The Legal Brief
Data Creation and Retention Challenges with a Remote Workforce
March 20, 2020
By: Evan R. Kime
During this unprecedented time of crisis, where the new normal is “social distancing” and forced isolation, we find ourselves being pushed into new ways of meeting our personal and professional needs. The COVID19 pandemic will not only have a significant impact on our personal lives, but business operations, too, for the foreseeable future. The challenges ahead over the next few months will force nearly all businesses to make significant efforts to support a remote workforce to carry on company business. For companies that have not already embraced the distributed “work-from-home” model, chances are the COVID19 pandemic has forced a sudden adaptation. All organizations forced to adapt to this new way of working should understand that a remote workforce poses unique risks associated with the control of sensitive company information. Every company, and every IT system, has its own characteristics and capabilities, but businesses that are forced to quickly empower their employees to carry on company operations from the home should take into consideration the following issues.
CONTROL: It is imperative to ensure that data creation and storage takes place within the business’s IT architecture. When the workforce becomes more remote, preferred communications and data creation methods tend to develop in widely varied forms. As work environments become more distributed and fluid, it may be easier and quicker for employees to make notes or edit documents on an unsecured personal device, or use personal text messaging or other means, instead of approved company communications channels. Data created outside the company’s architecture is likely unsecured and out of the company’s control. This not only creates obvious security risks, but data created outside of normal company channels prevents the routine destruction of company data and/or critical preservation of data when litigation is threatened or may be in progress.
COMMUNICATE: Inform employees of the company’s guidelines regarding data creation and retention for a remote workforce. If an employee creates a message, note, drawing, document, recording, or any kind of data in the course of his or her work, and in furtherance of company business, that data must be created and stored within the company’s IT system or sphere of control.
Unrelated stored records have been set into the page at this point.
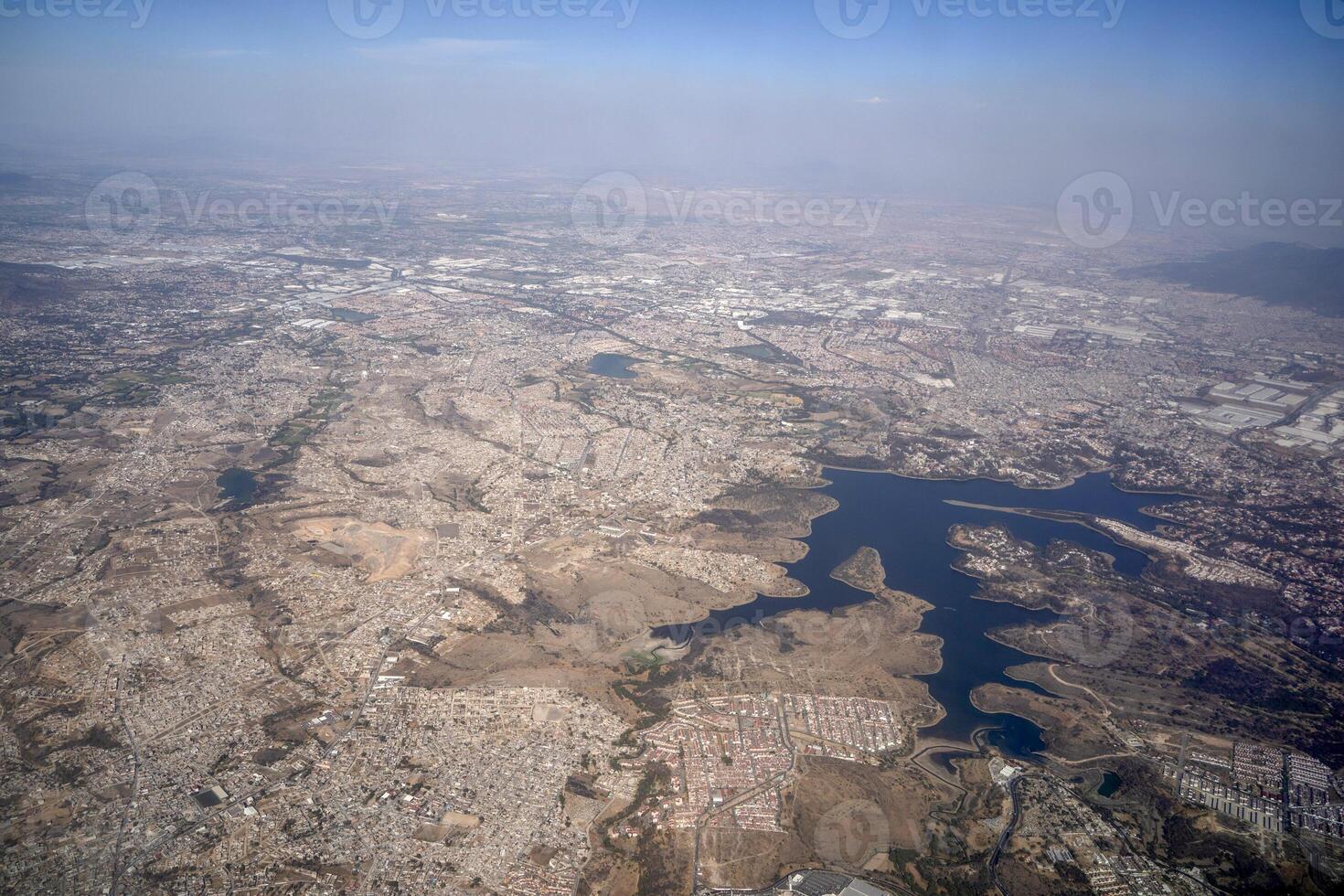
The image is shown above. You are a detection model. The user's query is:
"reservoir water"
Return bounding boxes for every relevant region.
[215,466,261,509]
[653,469,1184,756]
[589,352,640,380]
Businesses ramping up the remote workforce in their efforts to combat the global pandemic should consider developing and distributing a remote workforce best practices guide that communicates to employees what, when, where, and how, company data is to be created and stored. Every company and every system, will be different - make sure employees know where the company’s data security lines are drawn, how to stay within them, and consequences to the company for noncompliance.
CLARIFY and MONITOR: New habits take time to form. It is human nature to slip back into the former status quo and seek the path of least resistance. After an initial push to establish data creation and storage guidelines for a remote workforce, companies should periodically remind employees of their obligations and encourage everyone to promote compliance.
Clear guidance and reinforcement to remote workers regarding the basic principles surrounding its sensitive data is critical, but this effort should be considered an ongoing and permanent process. No ad hoc solution or company guidance created in the first week or two should be considered written in stone. The workforce changes now being forced upon some companies by necessity will no doubt pay dividends well after this crisis is over.